Metro Chief Executive Richard A. White said recent stories in The Washington Post about poor MetroAccess service included information fabricated by disabled riders. He mentioned Robert Coward's account of trying to book a trip to Reagan National Airport last week.

Coward, a 42-year-old paraplegic who uses a wheelchair, said he called MetroAccess last Thursday to book a trip to the airport Friday. He said the reservationist couldn't locate an address for the airport, put him on hold for 20 minutes and then said she couldn't enter the address into the computer and would call him back. She never called back, Coward said. He called MetroAccess again but got a busy signal until it was too late to book a ride. He took the subway to the airport and had to strap his luggage to his wheelchair and drag it along behind him, he said.

White told the Metro directors yesterday the account was not true, because MV's database includes an address for the airport. But Monson told a reporter it is possible that the database had the airport address but that the reservationist erred, information that he did not mention to the Metro board.

"I have no reason to lie about that. I was just trying to get to the airport," Coward said yesterday. "That really upsets me. They're trying to cover up for the abysmal service they're providing by blaming the riders."

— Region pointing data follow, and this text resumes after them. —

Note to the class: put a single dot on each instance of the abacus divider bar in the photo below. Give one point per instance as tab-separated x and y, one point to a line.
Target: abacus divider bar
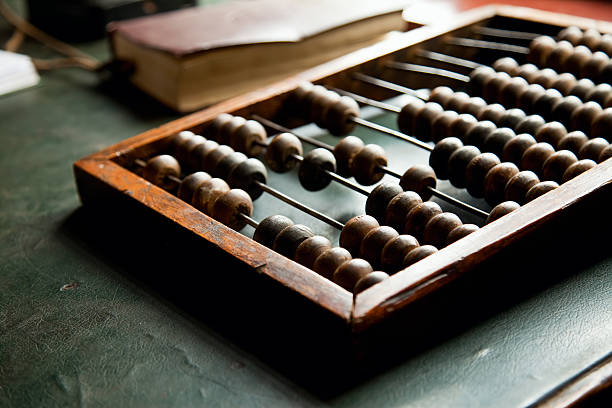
310	211
281	128
489	45
392	132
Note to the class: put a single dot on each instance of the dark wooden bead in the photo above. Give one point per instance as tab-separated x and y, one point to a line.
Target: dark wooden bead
310	249
269	228
290	238
582	117
555	166
476	171
369	280
366	164
227	208
281	152
460	232
593	148
578	168
326	264
349	273
515	148
379	199
374	242
395	251
419	178
406	119
344	152
440	128
418	254
355	230
312	171
458	162
439	227
208	192
496	180
535	156
190	185
539	189
573	141
479	132
424	118
247	175
500	210
419	216
564	83
158	170
552	133
517	187
399	207
439	156
497	140
492	112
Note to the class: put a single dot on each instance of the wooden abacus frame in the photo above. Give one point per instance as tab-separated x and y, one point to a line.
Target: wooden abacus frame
102	176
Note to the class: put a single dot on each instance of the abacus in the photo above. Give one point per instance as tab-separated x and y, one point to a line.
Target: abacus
520	143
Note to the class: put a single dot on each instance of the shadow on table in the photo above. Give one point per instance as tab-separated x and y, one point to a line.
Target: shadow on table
305	344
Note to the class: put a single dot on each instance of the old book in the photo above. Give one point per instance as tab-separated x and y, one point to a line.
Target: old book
191	58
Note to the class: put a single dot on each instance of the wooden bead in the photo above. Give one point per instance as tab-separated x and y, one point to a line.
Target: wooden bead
496	180
281	151
517	187
530	124
374	242
399	207
500	210
418	254
344	151
418	217
419	178
535	156
366	164
515	148
330	260
460	232
497	140
395	251
228	207
247	175
584	115
479	132
312	171
593	148
492	112
249	138
439	227
439	156
349	273
424	118
355	230
369	280
551	133
476	171
310	249
208	192
287	241
190	184
555	166
158	170
577	168
379	198
268	228
458	162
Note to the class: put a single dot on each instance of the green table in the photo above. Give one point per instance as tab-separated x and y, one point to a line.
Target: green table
82	325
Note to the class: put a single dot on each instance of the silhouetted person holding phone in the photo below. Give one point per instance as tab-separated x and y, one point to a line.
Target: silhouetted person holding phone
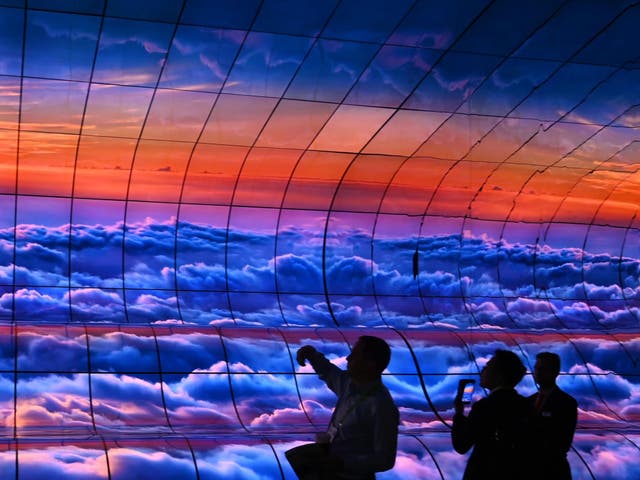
498	426
556	418
362	435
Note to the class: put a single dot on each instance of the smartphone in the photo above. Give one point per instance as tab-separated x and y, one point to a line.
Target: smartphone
467	385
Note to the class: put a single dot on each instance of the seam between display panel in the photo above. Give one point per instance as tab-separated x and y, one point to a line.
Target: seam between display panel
127	200
75	164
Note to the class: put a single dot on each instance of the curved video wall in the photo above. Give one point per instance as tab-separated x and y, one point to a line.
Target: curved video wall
192	190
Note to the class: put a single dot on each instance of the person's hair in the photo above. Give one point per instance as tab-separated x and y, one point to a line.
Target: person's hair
377	350
552	360
509	366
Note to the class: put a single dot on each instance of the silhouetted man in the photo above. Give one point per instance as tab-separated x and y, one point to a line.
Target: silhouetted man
363	432
498	426
557	415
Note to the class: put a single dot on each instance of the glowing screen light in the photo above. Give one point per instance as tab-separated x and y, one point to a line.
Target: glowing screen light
192	190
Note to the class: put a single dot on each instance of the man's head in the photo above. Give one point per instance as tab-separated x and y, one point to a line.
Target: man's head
368	358
546	369
504	369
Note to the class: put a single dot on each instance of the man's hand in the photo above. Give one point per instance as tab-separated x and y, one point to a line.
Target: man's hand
304	353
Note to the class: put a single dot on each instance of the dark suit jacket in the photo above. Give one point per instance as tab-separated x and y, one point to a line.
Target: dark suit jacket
499	430
554	428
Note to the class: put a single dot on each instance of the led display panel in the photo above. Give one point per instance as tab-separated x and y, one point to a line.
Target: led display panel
190	191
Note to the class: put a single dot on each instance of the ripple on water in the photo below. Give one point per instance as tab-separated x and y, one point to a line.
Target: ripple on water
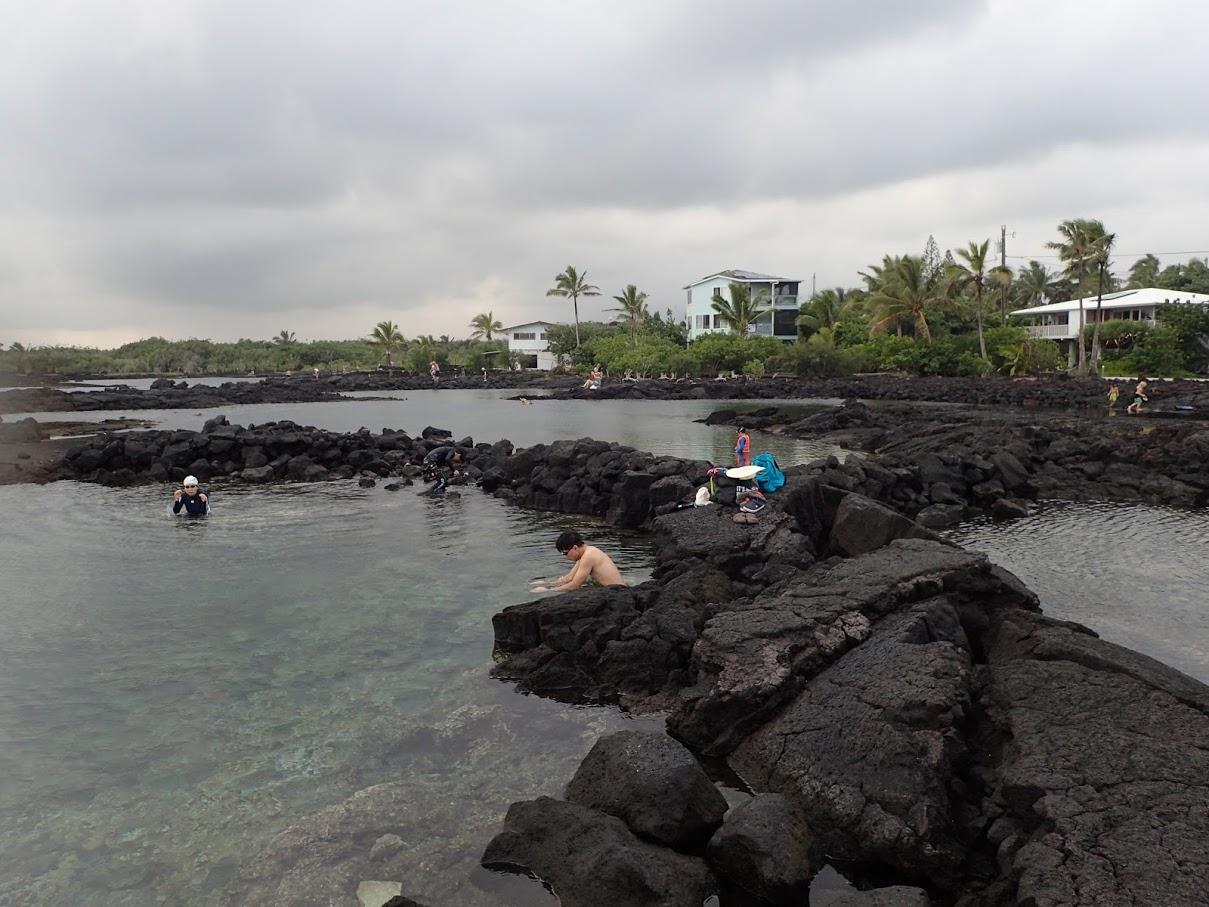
174	693
1132	572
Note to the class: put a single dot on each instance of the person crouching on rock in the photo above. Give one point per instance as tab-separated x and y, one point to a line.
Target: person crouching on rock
1139	398
590	564
742	448
190	497
446	461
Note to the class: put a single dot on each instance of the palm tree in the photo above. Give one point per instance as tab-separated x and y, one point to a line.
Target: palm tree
1144	272
1034	286
822	311
879	275
972	276
573	284
742	308
904	295
1100	256
631	308
1077	249
386	335
485	325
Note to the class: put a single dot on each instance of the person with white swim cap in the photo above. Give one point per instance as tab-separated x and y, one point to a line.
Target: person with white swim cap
190	497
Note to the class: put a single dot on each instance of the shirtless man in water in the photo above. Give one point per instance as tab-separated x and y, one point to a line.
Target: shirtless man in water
590	564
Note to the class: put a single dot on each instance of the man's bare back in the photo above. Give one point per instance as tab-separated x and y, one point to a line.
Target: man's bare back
591	564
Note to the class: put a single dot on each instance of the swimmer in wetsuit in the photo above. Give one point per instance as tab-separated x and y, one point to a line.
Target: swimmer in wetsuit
191	498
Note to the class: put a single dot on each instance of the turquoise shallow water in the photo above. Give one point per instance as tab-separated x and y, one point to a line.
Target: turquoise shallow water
174	692
1135	573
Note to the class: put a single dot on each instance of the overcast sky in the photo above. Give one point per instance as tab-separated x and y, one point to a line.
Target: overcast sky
233	168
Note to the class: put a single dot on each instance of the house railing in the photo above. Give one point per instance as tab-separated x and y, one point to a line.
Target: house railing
1052	331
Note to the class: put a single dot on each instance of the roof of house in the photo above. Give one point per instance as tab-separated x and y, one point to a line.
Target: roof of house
1123	299
740	276
526	324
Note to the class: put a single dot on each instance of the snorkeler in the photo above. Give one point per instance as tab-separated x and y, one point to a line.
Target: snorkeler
190	497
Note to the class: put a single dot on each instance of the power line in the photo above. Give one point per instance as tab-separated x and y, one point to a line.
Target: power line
1139	254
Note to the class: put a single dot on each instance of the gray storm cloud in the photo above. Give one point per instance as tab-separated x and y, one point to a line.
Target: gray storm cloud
239	167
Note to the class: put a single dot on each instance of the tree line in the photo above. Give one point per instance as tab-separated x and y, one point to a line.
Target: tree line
927	313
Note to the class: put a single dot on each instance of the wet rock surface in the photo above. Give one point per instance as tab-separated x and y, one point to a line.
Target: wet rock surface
593	859
764	848
653	784
907	698
942	466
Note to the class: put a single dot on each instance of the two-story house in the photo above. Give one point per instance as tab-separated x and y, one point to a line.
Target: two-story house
779	311
1059	321
530	341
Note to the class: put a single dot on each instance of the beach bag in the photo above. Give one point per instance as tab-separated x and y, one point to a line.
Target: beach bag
771	478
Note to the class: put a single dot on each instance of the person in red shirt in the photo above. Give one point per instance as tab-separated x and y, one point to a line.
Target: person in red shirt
744	449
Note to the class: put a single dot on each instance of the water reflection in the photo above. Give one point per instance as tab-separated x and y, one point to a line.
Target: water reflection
173	693
1132	572
663	427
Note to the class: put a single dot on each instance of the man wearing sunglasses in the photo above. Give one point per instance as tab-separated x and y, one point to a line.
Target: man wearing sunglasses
191	497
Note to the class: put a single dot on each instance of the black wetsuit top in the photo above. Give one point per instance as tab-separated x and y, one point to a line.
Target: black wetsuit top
194	504
444	456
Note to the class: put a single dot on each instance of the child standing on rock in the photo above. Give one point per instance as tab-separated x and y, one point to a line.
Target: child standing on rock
1139	398
742	448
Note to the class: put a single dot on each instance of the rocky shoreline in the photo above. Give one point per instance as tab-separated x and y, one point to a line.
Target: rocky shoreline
1179	398
891	702
167	394
1069	393
944	464
904	703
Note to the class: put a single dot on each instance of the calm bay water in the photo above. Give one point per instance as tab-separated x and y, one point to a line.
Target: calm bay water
174	693
664	427
1135	573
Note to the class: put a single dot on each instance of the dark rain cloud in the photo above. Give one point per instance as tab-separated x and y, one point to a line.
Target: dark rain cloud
248	162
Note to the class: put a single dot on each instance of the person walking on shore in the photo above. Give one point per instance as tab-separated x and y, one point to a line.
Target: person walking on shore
742	448
1139	398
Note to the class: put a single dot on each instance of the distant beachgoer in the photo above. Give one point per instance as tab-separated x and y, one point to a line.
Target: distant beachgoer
1139	398
191	498
742	448
590	564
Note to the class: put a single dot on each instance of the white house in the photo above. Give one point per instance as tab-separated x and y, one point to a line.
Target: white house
779	315
530	341
1059	321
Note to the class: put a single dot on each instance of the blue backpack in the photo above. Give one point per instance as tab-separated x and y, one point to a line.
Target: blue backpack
770	477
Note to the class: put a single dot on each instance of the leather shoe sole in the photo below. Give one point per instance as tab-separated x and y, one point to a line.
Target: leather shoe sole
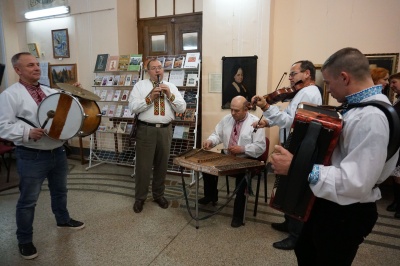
237	222
285	244
205	201
162	202
282	227
138	206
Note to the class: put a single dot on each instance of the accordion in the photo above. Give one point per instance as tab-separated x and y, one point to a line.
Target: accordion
314	134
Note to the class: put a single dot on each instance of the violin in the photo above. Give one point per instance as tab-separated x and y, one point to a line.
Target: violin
284	94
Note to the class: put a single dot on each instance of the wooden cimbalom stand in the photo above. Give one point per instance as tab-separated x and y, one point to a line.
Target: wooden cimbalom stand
217	164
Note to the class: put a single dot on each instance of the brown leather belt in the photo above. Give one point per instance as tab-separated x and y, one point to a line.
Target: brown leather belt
153	125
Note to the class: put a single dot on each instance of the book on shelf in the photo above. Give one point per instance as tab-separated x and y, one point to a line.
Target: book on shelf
125	95
179	116
192	60
186	132
103	95
189	114
191	80
110	80
121	127
110	95
166	76
118	111
112	63
190	97
117	94
177	77
135	78
121	81
169	62
101	128
104	109
98	80
128	128
179	61
123	62
111	110
134	62
146	62
97	91
127	112
116	80
104	81
128	79
101	62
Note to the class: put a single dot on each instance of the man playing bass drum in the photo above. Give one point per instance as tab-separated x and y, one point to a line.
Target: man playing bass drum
302	78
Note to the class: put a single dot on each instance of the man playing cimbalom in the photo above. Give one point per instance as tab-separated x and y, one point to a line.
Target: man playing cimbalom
156	103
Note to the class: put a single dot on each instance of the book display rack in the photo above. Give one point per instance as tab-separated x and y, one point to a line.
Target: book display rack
111	143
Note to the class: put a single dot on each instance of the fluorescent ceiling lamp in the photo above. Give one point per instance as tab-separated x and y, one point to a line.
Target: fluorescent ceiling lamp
54	11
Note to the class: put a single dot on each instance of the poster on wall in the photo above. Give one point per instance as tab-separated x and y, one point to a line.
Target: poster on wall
239	77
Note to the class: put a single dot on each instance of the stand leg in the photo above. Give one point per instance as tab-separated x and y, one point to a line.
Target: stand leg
197	195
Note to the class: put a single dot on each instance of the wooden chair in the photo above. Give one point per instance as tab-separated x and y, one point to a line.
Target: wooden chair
6	147
264	171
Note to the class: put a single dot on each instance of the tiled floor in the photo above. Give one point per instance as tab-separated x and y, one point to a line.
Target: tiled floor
102	197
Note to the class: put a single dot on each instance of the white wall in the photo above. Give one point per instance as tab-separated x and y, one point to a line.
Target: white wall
279	32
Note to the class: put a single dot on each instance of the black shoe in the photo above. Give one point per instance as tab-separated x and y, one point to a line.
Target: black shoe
162	202
27	251
237	222
72	224
282	227
138	206
286	244
205	201
392	207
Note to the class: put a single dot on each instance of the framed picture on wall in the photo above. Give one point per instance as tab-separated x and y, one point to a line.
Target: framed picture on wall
239	77
32	48
64	73
60	41
388	61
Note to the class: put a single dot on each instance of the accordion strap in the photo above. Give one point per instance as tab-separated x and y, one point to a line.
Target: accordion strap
393	119
303	161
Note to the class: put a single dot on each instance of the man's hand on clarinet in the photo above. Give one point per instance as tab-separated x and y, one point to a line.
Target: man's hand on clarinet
281	160
263	123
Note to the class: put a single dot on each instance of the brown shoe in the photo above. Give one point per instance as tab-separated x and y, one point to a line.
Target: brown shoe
138	206
162	202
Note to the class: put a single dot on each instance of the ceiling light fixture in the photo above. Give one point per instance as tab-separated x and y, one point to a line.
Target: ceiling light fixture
54	11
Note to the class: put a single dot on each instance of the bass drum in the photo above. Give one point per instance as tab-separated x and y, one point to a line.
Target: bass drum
72	116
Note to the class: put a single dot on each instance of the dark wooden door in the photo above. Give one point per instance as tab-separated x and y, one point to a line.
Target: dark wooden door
170	35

Robert Smith, who represents Maryland on the Metro board, said he doubted that problems with MetroAccess were widespread.

But Jim Graham, who represents the District on the board, said that he had been "bombarded" by e-mails and telephone calls from disabled riders and that Smith and others were failing to appreciate the severity of the situation. "This is a crisis for a number of people," Graham said.

One of those stranded riders was an MV employee.

William White, 59, took telephone calls from angry riders wanting to know the whereabouts of their MetroAccess rides. White, who uses a wheelchair and rides MetroAccess, said he was stranded for more than three hours in the middle of the night Saturday.

White had reserved and confirmed his trip from a Springfield restaurant to his home in Northeast Washington. But the MetroAccess ride that was supposed to pick him up at 2 a.m. never materialized. He called MV but couldn't reach anyone, he said. At 4 a.m., he reached his MV supervisor on his private cell phone. The supervisor arranged for him to be picked up about 5:40 a.m.

After that, White said, he could no longer work for the company. He turned in his employee badge yesterday. "How can I do my job if I don't have any faith in the company?" he said. "I got left out there all night long."

MV executive Ryan Larsen apologized to him.

"But I never received an explanation as to why the ride didn't show up," White said. "I would like to know what happened to my ride."